FROM “USER-GENERATED-CONTENT” TO A “USER-GENERATED-COPYRIGHT”
Requirements for a modern copyright in the digital age
During the last decade, ways of distributing and consuming copyrighted works have radically changed. In the light of the emerging ‘digital economy’ fostered by a wide availability of broadband technologies, cloud computing services and changed user habits, the traditional concept of copyright has become subject to a broad public debate. It is more and more common to distribute digital copies of works not only by tangible media, but also via online accessible platforms. Nowadays, users “buy” and more often “consume” digital goods online. From a legal, economic and social perspective, this paradigm shift rigorously challenges the classical copyright doctrine which follows an “analogue world” approach. Thus, this research project aims to provide a definition of relevant prerequisites for a modern, well-balanced copyright system based on a broad social consensus.
Recent case law of the Court of Justice of the European Union (CJEU) and national courts indicates that the established copyright law is unable to provide appropriate solutions that meet the requirements of the digital age: In the last couple of years, several issues arose regarding a) the reselling of digital goods (CJEU C-128/11 – UsedSoft), b) the separation of the private and public sphere (CJEU C-306/05 – SGAE/Rafael), c) the scope of the private use exception within a digital environment (CJEU C-435/12 – ACI Adam) and the exception for temporary reproductions (CJEU C-360/13), d) the liability of access providers and website blocking (CJEU C-314/12 – UPC/kino.to), e) hyperlinking to copyrighted material in the WWW (CJEU C-466/12 – Svensson), and f) the implantation of an efficient levy system regarding hard disks by collecting societies (OGH 4 Ob 43/12w).
Against this background, the aim of this research project in which students as key figures of the omnipresent ‘prosumer-environment’ are participating, is to define the requirements of a modern, well-balanced copyright system. Students as digital natives are not only consuming digital goods, they are also in many ways contributing to cultural creation and the dissemination of creative content. It is therefore inevitable that a modern and effective copyright system should address the interests and needs of users and creators. These needs are particularly affected by the scope of copyright protection, ownership of rights, licensing, limitations & exceptions and collective rights management.

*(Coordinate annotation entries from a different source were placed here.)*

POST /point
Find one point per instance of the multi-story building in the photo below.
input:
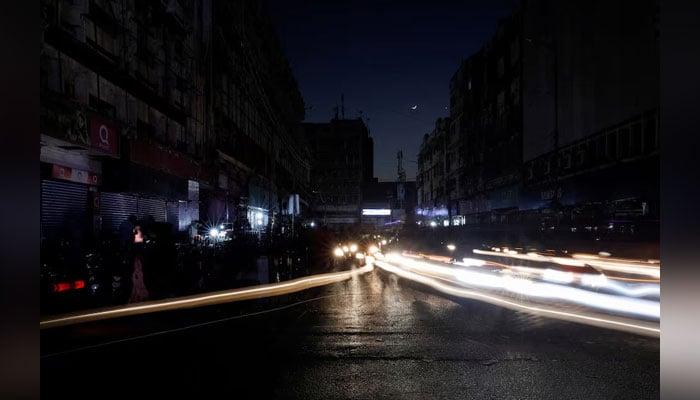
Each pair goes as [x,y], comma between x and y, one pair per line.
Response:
[343,159]
[432,181]
[486,114]
[179,110]
[553,112]
[590,103]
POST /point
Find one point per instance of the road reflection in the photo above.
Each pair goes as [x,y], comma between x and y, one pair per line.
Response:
[544,285]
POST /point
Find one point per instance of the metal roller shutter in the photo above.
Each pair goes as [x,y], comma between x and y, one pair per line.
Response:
[63,207]
[172,214]
[115,208]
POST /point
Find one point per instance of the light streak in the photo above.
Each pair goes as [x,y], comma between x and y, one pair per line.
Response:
[224,296]
[544,290]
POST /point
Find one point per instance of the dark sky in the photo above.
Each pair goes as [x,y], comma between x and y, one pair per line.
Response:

The participation of students with technical and economic skills in this multidisciplinary research project will provide added value for both researchers and students. Their specific insight into modern consumer habits as well as the confrontation with different interests in the political discourse will lead to important and possibly surprising findings. Based on this, the distinct interests of users and creators will be balanced in light of state-of-the-art technologies (consumption of digital goods via the internet) and future technological innovation like 3D printing and virtual reality. Furthermore, the research project addresses questions concerning the scientific and educational usage of protected works.
As contributors in this research project, students will carry out empirical research to determine the scope of the creators’ and users’ interests in the digital media. Students will also learn about the variety of interests and positions represented by other stakeholders, such as the content industry and intermediaries, and ultimately draw comparisons with user’s interests. The cooperation of students and legal scholars within this project will provide a new impetus for copyright reform that will promote creativity and innovation as well as a fair remuneration system for creators.
Students will be involved in several facets of this program. These include examination of the relevant literature, empirical research and knowledge transfer (publications and presentations addressing a broad public outside the scientific community). Additionally, internships will give qualified and ambitious students insight into scholarly practice.
The results of this research project will be disseminated in scientific journals and in various presentations, both on national and international conferences. In addition, the findings will be conveyed to a broad public via digital media including social networks.